Gibran’s Loss
It’s the last days of Autumn on the Highveld. A clear blue sky caps the dome of daily life. The golden glow of our dying sun bathes each day with warmth and light. Enough light to need sunglasses at the noon hour. The mornings are crisp like fresh GMO lettuce from the chiller. The evenings counter with crispier baby cucumbers. I need not remind you that the Highveld nights will have one considering dating apps or at the least to check the stock levels of the wine cellar. Except this is not my cellar, so let me leave Gibran’s proverbial and my mates’ literal wine alone. In any event, however glorious and comforting company a Swartland Syrah might afford me, dealing with the empty the next morning far outweighs the momentary sensual pleasure.
And the empty takes up so much more space than the momentary pleasure. Even with disciplined sorting and storing in an out of sight bin, the empty is doomed to stand quietly in the dark until the next week when it will be finally bade farewell to me. It will join its pals old and new in a large bag, atop a rickety cart and trundle its way to an even bigger collection point for old pals. All this recycling done on a cheap labour dime. The waste pickers subsidising middle class single-use, throwaway lifestyles drop by drop with their sweat. And likely being shouted at by the same middle class folks when they’re pulling their load of empties up a steep hill, causing a brief traffic stoppage.

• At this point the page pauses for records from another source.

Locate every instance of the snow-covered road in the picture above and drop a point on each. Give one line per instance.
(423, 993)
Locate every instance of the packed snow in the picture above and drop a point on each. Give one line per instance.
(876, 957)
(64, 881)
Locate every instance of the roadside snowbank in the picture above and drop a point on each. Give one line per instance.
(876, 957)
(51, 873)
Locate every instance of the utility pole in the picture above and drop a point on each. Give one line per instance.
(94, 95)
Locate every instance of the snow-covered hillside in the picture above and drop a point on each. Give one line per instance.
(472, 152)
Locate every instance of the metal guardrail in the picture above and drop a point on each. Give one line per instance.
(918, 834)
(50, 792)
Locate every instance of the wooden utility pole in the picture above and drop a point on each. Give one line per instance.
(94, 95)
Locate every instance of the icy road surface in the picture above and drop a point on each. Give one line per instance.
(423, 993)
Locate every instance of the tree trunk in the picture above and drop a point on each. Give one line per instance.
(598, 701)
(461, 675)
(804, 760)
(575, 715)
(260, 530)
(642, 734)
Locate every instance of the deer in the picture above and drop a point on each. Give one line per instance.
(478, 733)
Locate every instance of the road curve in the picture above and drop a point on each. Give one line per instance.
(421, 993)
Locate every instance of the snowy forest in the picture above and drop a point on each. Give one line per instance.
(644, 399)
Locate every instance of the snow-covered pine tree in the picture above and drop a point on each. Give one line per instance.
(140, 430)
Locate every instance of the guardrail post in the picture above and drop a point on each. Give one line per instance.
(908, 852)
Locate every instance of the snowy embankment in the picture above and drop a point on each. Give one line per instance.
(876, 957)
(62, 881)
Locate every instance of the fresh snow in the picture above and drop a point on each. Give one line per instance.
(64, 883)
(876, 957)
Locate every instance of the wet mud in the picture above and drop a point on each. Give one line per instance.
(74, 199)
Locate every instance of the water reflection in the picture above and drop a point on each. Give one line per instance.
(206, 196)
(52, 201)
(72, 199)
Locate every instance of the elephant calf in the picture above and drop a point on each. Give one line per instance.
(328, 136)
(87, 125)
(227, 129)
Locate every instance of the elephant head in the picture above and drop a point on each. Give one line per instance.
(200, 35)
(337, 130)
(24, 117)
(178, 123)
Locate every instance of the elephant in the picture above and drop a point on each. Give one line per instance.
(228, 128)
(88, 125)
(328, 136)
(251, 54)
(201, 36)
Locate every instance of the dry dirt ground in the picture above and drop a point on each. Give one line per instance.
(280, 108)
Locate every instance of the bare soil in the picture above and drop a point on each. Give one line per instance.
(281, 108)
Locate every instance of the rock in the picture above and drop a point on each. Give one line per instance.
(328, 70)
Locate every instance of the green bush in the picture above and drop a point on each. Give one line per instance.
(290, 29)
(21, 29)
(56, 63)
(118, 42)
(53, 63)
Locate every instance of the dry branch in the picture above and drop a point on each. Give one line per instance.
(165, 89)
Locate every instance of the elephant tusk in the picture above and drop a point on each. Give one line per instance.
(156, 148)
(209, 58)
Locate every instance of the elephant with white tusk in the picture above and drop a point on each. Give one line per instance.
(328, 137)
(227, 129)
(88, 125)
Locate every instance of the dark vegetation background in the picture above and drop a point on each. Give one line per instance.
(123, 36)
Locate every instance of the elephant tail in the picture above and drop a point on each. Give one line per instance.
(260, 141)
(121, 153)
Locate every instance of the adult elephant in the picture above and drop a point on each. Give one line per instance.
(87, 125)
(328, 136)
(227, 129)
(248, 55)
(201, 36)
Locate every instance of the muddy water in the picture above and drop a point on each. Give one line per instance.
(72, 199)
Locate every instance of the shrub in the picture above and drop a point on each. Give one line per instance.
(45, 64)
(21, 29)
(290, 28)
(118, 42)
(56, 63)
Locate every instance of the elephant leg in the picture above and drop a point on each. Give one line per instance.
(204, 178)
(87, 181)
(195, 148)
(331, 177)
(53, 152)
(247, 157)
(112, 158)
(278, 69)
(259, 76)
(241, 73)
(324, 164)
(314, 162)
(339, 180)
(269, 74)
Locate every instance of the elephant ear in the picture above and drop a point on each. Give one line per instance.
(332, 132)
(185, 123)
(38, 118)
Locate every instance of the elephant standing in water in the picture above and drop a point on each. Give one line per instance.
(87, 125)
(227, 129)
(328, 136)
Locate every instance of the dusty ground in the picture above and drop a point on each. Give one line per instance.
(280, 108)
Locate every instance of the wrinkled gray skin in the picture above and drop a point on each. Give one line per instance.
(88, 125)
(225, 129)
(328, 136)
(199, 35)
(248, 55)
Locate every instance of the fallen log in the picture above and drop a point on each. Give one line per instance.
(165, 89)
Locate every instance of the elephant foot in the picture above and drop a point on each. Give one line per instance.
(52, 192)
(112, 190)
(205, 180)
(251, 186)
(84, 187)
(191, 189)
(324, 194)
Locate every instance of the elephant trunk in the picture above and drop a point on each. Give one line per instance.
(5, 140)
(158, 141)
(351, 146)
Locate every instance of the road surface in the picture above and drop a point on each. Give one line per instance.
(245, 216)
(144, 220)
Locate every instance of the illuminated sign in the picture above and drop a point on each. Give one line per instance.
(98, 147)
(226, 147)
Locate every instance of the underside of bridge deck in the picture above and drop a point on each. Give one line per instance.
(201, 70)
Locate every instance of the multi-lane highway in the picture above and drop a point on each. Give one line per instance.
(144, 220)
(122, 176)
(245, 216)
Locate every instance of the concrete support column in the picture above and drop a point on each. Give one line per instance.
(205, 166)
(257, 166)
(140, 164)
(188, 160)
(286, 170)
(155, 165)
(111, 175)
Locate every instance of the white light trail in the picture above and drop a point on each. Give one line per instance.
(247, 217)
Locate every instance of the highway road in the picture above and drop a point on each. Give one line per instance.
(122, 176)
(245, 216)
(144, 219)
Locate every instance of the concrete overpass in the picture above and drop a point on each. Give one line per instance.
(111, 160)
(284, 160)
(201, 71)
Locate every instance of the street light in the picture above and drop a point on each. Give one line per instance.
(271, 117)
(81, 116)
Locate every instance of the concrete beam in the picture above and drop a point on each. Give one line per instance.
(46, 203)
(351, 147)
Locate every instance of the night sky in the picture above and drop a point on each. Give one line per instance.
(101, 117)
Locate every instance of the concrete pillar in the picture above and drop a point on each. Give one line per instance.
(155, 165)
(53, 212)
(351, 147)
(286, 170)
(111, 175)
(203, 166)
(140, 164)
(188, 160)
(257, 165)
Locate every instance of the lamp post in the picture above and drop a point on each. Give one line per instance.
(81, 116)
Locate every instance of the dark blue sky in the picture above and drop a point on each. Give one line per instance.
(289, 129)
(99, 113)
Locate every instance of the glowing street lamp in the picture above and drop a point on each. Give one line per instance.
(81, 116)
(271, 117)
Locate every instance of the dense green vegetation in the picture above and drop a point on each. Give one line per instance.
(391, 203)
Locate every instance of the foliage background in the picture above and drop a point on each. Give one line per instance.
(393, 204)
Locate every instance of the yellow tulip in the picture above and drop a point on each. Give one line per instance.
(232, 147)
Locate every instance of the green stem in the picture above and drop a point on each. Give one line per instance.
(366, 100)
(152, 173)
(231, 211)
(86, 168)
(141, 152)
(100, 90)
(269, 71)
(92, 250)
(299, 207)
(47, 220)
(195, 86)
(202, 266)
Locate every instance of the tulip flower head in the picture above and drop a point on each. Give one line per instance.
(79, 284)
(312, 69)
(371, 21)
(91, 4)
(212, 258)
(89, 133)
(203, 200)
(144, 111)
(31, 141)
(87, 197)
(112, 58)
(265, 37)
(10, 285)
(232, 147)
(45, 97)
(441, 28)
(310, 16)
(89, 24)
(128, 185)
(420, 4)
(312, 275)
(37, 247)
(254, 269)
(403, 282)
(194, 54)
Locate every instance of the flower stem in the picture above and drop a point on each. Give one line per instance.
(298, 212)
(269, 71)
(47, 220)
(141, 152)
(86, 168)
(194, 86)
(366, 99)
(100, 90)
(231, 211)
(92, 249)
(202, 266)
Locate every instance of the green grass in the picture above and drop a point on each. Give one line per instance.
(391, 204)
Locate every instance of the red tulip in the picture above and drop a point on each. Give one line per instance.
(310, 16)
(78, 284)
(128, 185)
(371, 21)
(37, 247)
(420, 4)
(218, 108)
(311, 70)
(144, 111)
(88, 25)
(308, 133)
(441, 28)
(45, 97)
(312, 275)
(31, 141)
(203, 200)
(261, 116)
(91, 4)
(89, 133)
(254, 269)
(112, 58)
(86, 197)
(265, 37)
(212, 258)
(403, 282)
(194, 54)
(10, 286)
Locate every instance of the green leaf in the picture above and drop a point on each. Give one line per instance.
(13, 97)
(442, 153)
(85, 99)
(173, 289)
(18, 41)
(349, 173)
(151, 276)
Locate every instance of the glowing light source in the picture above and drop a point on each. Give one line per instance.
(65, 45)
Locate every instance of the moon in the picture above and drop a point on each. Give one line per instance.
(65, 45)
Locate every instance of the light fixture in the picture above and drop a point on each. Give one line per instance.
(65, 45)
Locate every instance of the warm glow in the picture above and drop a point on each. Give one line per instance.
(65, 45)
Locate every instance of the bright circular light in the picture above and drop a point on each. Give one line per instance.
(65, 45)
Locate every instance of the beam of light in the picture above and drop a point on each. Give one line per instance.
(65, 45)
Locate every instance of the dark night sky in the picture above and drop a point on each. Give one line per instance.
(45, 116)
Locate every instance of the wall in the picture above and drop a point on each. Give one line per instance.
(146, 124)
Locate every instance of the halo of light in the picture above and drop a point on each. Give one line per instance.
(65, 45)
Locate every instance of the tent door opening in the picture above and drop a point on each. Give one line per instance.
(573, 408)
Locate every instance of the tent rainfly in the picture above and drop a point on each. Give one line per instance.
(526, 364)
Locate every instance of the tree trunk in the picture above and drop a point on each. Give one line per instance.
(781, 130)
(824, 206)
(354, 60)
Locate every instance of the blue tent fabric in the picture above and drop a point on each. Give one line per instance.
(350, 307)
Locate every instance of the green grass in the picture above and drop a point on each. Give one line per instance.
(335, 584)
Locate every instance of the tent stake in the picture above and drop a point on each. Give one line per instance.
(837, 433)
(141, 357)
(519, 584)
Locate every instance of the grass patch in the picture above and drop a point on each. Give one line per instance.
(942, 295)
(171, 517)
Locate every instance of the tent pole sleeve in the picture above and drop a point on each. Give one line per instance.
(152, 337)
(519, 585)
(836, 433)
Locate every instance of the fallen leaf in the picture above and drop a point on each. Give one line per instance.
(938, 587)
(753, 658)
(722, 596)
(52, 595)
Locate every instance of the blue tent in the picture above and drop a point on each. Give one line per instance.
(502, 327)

Indeed, it’s the empty afterwards that is the biggest hindrance to exploring the cellar. Maybe that’s like starting with the end in mind. Which was an actual question at a recent book launch I was lucky to attend. Someone in the little audience asked the writer if she approached her books with the end in mind. The writer responded that she did not — she sort of let the characters and the story tell itself. She did add though that; given it’s taken her about a decade to produce this last book, she might consider this neat and tidy way of writing her next book. Starting with the end in mind, mapping the narrative arc and sticking all the characters into a tidy tree. I was impressed — not by the question — it’s a bingo card question for a book launch — but by the writer’s warm, considered and eventually funny response to it. It was like the writer answered the question with the end in mind.
I doubt that’s true though. If anything, it’s been a long time since I was at a book launch that felt like a book launch. Not a platform for this or that, not a celebrity event, not a whoo-ha at all. Just a little gathering of fans, readers, friends, family and strangers together to see; maybe meet and hear the real human form of a writer in one of their supposedly natural habitats — a bookstore. Sitting there listening to the questions and the considerably more interesting responses from the writer, I was left wondering if this is what Gibran’s book launches were like. Warm, enriching experiences of not just a book or a story but an altogether too brief glimpse into the being in human form doing the writing. The being, brave enough to stand up and be counted amongst our story tellers. Our dream makers. The convention breakers. The hope givers and the (almost shy) applause takers.
The book launch had me asking if my (still missing) copy of The Prophet had been picked up on a night like this? Gibran smiling, his eyes alight with Life (maybe a hint of mischief too), his answers flowing with the ease of a Spring river, his light so obviously visible. Maybe someone at the launch of The Prophet turned the book over in their work roughened hands. Read the blurbs and maybe some pages before being gently set down again. Likely it cost too much to be picked up that night for my copy bears no signature from Gibran. Maybe it sat in a little bookstore for months afterwards, like Ishiguro’s Klara. Until it got marked down or lucky; maybe it was the perfect gift for a dear friend, a secret lover, a doting parent or a troubled teen. Maybe it was forgotten on the kitchen counter when it should have made that trip to land in someone’s hands. Thankfully it did eventually land somewhere and then finally ended up in my hands. Until it slipped quietly out of my hands. My now empty hands. And this empty is taking up a lot of space in me right now.
Gibran’s Loss is a note about embracing life, as beautiful as it appears and as empty as it feels some days.
PS: the neighbours have been eerily quiet. Maybe they’re (quietly) reading the entire blog.